Once the noodles are in the pan, immediately twist and stir them with chopsticks to ensure that they heat evenly. Chopsticks (check out my guide about Using Chopsticks) are the best tool for stir-frying noodles, you can use a spatula or other tools, but they are less effective, as you can’t turn the noodles evenly. The noodles must be fried on high heat to allow rapid evaporation of the water. Turning the noodles every 15 seconds is best. Continue to use the chopsticks to stir the noodles, so that they don’t stick to the pan, which will also speed up the evaporation of the water.
After heating the noodles for eight minutes, the water should have evaporated. Slowly pour the king of soy sauce you made over the noodles, distributing it evenly. The sauce will quickly absorb because the noodles are so dry.
Finally, add the fried onion and pea sprouts. (if you are using green pea sprouts, you’ll need to boil them in advance. However, if you are using Holland bean sprouts you can fry them directly).

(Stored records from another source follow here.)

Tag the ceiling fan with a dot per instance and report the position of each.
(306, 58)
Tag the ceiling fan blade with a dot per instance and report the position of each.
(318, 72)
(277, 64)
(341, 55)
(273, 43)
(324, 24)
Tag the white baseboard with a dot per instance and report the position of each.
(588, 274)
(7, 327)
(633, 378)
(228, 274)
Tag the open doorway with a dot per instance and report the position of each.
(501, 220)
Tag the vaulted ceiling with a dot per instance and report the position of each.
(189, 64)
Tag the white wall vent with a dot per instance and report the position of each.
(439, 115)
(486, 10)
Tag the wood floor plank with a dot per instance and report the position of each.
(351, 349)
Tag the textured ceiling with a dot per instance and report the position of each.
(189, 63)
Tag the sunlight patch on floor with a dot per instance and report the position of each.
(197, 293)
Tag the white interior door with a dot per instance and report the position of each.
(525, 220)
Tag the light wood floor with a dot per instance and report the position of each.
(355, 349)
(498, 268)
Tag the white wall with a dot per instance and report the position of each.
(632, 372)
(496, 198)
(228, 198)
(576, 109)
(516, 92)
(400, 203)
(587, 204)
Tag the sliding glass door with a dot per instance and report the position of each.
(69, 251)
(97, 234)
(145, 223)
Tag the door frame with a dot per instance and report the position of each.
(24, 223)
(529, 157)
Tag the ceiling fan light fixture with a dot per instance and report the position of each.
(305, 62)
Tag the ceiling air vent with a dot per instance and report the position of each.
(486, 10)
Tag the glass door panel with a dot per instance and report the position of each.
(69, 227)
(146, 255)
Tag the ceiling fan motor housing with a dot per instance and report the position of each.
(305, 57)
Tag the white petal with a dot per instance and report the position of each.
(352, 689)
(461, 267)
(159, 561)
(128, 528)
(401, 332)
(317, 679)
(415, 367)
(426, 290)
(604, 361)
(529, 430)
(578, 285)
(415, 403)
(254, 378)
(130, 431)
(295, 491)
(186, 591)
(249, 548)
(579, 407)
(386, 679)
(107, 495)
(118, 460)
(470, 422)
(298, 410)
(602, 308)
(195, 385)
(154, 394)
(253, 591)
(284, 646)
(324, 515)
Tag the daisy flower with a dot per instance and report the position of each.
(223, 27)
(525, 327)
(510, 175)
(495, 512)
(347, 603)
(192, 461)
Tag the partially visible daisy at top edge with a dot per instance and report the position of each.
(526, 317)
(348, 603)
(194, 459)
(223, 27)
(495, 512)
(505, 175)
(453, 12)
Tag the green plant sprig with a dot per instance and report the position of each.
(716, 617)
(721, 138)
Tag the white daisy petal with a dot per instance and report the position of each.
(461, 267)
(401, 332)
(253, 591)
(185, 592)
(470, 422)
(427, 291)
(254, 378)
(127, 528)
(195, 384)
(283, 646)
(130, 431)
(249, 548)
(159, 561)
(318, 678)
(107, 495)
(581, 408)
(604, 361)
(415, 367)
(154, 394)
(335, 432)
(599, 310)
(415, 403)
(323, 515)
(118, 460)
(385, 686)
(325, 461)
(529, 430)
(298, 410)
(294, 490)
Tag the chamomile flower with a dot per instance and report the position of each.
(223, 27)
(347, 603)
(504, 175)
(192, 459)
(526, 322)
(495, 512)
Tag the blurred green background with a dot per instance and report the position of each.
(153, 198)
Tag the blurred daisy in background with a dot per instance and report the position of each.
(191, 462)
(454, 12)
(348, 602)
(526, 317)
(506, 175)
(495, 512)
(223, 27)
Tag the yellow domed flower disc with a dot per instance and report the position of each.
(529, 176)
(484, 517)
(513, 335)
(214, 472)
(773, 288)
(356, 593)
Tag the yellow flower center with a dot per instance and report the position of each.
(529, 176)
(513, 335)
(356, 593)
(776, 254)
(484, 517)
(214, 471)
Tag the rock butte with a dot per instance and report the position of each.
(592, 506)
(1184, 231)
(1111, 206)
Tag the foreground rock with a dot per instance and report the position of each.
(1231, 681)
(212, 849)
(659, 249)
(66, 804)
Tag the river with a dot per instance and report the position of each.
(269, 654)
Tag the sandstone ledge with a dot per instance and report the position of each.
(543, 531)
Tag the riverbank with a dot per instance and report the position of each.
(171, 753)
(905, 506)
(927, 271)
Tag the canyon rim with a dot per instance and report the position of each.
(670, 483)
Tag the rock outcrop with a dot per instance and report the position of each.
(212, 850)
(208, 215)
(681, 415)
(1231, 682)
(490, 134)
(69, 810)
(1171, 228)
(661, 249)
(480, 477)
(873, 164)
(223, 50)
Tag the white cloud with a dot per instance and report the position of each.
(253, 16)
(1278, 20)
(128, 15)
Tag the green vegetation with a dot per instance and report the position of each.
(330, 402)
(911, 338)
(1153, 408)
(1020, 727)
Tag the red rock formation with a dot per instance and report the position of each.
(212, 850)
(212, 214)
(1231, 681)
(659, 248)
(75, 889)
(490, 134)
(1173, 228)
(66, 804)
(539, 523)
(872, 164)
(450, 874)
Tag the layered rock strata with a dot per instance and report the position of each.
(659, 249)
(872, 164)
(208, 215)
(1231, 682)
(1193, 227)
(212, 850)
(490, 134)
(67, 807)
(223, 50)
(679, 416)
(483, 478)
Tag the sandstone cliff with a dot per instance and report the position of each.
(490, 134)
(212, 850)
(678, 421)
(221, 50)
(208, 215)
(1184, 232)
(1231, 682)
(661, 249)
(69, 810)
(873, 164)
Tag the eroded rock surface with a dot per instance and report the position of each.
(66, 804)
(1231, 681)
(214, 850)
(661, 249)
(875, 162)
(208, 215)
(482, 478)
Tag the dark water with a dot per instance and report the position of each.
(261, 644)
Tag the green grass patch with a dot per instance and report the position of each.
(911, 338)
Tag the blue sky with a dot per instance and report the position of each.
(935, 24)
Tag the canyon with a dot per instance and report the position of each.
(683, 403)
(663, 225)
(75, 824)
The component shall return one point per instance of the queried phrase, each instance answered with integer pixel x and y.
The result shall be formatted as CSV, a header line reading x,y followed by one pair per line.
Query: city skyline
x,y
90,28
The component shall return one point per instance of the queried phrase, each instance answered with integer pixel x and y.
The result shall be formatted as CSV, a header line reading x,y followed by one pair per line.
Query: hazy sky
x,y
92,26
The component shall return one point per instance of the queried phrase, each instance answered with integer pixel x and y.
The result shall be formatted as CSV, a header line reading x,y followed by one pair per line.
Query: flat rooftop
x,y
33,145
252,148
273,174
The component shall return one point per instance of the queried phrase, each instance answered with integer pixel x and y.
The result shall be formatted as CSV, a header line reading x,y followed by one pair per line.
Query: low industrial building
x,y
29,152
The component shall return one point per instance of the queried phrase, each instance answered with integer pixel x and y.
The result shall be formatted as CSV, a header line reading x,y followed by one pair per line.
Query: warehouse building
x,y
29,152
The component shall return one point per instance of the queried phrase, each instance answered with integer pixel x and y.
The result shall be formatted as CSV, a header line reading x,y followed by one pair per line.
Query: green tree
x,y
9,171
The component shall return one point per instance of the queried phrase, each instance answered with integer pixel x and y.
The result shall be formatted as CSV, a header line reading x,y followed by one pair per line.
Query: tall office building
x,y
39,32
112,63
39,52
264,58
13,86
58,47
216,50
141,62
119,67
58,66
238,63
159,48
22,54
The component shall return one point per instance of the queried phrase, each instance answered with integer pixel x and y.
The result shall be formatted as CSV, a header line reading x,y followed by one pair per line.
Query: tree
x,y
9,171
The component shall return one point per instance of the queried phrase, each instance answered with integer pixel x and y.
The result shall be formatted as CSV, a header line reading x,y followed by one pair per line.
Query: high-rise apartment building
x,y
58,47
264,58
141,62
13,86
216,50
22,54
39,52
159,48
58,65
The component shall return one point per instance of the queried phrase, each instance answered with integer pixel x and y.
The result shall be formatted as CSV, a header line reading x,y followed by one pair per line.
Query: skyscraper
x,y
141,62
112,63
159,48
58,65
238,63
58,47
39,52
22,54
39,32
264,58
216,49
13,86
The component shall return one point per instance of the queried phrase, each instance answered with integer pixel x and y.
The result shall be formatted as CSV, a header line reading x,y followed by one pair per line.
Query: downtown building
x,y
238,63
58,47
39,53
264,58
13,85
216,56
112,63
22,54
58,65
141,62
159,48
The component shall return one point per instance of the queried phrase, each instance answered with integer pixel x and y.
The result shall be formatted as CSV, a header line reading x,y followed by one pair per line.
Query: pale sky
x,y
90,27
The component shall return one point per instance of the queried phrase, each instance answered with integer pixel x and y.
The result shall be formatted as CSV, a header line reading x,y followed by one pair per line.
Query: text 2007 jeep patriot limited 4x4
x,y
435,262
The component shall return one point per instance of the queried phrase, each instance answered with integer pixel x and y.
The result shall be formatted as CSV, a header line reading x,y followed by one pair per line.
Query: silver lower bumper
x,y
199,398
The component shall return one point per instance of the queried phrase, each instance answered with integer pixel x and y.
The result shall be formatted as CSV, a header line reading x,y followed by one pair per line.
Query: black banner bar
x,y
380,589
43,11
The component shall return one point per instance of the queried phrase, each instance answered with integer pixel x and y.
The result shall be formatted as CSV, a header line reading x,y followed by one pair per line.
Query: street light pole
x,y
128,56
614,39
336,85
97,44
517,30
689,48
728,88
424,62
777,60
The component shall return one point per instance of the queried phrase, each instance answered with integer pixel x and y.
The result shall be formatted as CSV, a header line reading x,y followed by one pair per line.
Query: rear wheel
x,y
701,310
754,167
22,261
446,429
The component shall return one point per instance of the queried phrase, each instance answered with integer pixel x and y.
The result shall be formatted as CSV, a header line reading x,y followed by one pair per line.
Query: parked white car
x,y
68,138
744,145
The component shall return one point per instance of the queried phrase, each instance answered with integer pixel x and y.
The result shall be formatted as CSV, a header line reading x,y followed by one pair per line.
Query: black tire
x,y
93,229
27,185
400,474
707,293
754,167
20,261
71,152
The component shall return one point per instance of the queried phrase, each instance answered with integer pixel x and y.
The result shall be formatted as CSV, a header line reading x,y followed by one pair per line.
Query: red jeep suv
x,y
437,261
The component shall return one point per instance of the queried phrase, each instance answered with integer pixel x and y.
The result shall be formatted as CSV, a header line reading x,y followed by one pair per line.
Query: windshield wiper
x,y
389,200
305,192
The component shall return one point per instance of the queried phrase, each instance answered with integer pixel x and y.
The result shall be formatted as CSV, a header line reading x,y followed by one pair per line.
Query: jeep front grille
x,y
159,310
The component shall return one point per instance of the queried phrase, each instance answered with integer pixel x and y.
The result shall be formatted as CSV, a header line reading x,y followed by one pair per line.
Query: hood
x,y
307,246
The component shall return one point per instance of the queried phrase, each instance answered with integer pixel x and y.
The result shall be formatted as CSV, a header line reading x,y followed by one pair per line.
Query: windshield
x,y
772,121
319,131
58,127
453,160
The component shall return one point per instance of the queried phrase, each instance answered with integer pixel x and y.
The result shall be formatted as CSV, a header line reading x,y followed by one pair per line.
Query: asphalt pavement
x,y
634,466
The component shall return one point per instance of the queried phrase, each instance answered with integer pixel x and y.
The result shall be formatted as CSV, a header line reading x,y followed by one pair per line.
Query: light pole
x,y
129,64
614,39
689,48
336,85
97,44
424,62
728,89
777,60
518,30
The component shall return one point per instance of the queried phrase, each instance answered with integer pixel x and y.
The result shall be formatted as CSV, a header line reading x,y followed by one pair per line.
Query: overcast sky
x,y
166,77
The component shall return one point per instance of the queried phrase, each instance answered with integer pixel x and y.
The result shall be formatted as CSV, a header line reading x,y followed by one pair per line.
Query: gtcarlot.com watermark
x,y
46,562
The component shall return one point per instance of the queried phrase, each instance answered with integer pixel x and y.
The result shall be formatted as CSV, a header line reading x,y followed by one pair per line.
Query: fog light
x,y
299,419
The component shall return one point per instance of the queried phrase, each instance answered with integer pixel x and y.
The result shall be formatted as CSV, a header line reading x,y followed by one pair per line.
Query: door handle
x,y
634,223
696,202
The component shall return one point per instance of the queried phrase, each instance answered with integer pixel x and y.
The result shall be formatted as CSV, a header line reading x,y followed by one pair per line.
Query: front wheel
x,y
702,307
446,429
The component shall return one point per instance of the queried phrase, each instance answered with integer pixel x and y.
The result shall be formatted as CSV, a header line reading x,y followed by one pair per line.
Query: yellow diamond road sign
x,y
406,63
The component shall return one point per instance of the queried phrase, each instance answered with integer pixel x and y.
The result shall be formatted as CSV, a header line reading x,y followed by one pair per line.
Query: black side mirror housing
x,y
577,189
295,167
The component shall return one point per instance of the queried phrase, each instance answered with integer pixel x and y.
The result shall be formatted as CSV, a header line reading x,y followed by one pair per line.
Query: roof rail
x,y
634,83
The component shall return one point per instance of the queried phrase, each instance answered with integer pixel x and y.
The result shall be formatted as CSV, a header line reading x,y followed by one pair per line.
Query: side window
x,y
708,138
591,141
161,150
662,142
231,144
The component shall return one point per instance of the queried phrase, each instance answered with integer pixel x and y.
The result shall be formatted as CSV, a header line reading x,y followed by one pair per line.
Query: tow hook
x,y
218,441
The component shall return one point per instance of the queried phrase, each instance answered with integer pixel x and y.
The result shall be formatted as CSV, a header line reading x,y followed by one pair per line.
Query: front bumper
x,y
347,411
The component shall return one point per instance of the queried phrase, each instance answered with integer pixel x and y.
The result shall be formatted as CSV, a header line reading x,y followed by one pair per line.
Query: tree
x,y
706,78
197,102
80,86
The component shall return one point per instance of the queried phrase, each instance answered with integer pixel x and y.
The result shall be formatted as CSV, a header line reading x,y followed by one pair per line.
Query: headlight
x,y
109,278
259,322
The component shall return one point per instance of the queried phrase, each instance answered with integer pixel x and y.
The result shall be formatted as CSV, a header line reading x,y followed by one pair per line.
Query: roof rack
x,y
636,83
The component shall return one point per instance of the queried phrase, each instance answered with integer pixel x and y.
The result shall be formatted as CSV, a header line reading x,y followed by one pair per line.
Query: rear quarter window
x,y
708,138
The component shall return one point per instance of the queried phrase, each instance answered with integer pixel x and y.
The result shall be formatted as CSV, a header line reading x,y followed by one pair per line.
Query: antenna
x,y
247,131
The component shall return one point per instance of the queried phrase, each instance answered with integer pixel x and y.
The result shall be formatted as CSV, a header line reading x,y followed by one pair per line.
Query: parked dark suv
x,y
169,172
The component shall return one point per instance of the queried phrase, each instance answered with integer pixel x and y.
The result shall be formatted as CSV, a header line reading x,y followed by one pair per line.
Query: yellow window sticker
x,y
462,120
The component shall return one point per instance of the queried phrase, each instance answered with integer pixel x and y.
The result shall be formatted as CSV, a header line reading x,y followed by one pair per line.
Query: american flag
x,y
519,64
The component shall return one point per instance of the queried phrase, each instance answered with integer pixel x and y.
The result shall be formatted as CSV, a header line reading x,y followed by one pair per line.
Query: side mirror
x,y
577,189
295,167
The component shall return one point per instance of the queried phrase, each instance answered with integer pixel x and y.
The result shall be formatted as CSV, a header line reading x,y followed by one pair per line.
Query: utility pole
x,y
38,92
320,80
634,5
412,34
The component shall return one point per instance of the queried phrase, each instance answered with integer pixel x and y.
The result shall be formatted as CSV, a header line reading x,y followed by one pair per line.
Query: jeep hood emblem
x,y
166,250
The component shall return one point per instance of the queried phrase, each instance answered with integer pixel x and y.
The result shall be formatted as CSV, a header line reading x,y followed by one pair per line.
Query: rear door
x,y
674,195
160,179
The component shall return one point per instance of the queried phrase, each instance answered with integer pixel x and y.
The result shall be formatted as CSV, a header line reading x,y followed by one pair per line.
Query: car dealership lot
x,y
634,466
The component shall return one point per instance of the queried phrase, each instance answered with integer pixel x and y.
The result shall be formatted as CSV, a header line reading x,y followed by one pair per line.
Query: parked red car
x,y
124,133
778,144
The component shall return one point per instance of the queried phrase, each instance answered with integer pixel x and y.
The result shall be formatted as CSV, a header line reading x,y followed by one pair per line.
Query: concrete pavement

Because we are only frying one portion at a time, I strongly recommend that you don’t rush to eat it. First sit down slowly, and quietly enjoy the fragrance of the dish while everybody’s noodles are cooked. Then, enjoy!
Hong Kong Style Fried Noodles(Chow Mein) in Soy Sauce
- Break the eggs into a bowl and weigh them. Use double the weight of the eggs in high gluten flour (bread flour). Add the flour to the eggs and stir. Pour the mixture onto the countertop and knead the dough for three to five minutes, do not over-knead.
- Using your pasta machine, adjust the settings for the thickness of the dough to the maximum. Cut the dough in half, wrapping one half in cling wrap. Flatten the other half and feed it through the machine. Fold it and pass it through again. Reduce the thickness by one notch on the machine and pass the dough through. Repeat, until you have reached the fourth or fifth setting. Dust the dough with flour and cut it into two equal pieces. Keep folding the dough and feeding it through the machine until you get to the first setting.
- On the last setting,pass the noodles through the machine to cut them. Sprinkle them with flour so that they do not stick together.
- Repeat steps two and three for the rest of the dough.
- Heat a pot of water on the stove. Meanwhile, mix together the soy sauces, oyster sauce, sugar and oil into a small bowl and stir well.
- Slice the onion lengthways. Cut the top and base off the bean sprouts. Heat a non-stick pan and add the peanut oil. Sweat the onion, remove and set aside. Leave the leftover oil in the pan for later.
- When the water is boiling in the pot, place a serve of noodles into the water and cook for 60 seconds. Stir them as they cook, so they do not stick together. After cooking, take them out and rinse them with cold water. Let them drain for a couple of minutes.
- Preheat the pan previously used for frying the onion, for one minute. Put the noodles into the pot and stir fry them for 8 minutes, tossing often to prevent sticking. Pour the sauce slowly over the noodles, coating them evenly. Add the onion and bean sprouts.